How are you not playing him to get free time
Agree and thank him for telling you, then say which nights is he doing the child care so you can bugger off to the gym... Then find a pub called the gym.

BlueMoon1103 · 01/09/2019 07:06

I’m guessing you’re not Jabba the Hut and you can still leave the house without assistance and take part in day to day life?! If I’m right then your partner is being an arse! If you are happy with you then that’s all that matters! From your description your size sounds quite normal, so what if you’re a bit over weight?! I don’t weigh myself but I probably am too, the amount of rubbish I’ve eaten since my DS was born!

gingersausage · 01/09/2019 07:08

@HelenaDove I don’t think jumping all over the OPs thread with your own agenda is very helpful. Why don’t you start your own thread to discuss those issues.

Why is it that these threads always turn into a micro-analysis of how fat a size x is. It’s so fucking tedious. The OP only mentioned her size as an illustration that she had put on weight that had changed her body shape. Two pages of whether you are obese at a size 14 is completely irrelevant to the OPs question.

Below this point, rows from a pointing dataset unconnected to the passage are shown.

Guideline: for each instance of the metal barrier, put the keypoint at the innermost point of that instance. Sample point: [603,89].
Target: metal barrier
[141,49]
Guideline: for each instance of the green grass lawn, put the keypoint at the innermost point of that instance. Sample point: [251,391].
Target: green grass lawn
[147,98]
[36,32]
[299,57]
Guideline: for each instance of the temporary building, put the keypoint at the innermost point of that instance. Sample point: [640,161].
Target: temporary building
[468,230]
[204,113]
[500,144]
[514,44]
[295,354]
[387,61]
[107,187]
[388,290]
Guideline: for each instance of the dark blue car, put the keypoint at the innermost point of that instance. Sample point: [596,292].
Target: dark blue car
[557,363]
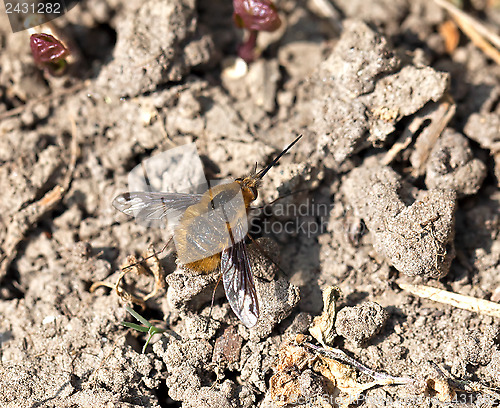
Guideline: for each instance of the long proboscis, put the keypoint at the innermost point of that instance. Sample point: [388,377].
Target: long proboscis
[263,172]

sergeilavrov · 01/09/2019 07:09

OP hasn’t asked for advice on losing weight. She doesn’t want to, and that’s absolutely fine - the key thing is that she is comfortable with herself. Why is everyone pushing her to do something she doesn’t want to do?? Her body, her rules.

If you want to set him straight, write a letter about how proud you are of your body, how much it has worked, and how you feel so beautiful because of that pride and self respect. Tell him that his continual, unasked for comments are chiseling away at that, that they make it clear he isn’t as proud of your body’s achievements as you are and they need to stop. It’s easier to get things down on paper sometimes, and if you pass it to him when you’re just going out, he has time to reflect on it in a non confrontational way.

stayathomer · 01/09/2019 07:11

I think when you start seeing how excercise and healthy eating can make you feel and look better you automatically start pushing it onto other people. You don't mean to, but even subtly you're trying to let them know that they can feel as great as you. If he's mean about it or saying he couldn't have sex with you obviously he is being ridiculously unreasonable and horrible, but it's just that he knows how great it feels when you get fitter, feel better and or lose weight and he thinks he's steering you in the right direction.

Broken11Girl · 01/09/2019 07:12

He has an eating disorder by the sound of it.

MsTSwift · 01/09/2019 07:12

I’m 12-14 and women my age (44) who are super skinny gym bunnies look a little gaunt and drawn. I think our size is ideal for middle age. Or so I tell myself.
Sadly for me dh has taken up an intense sport and now has the body of a Greek god. I would have to literally kill myself to compete with that.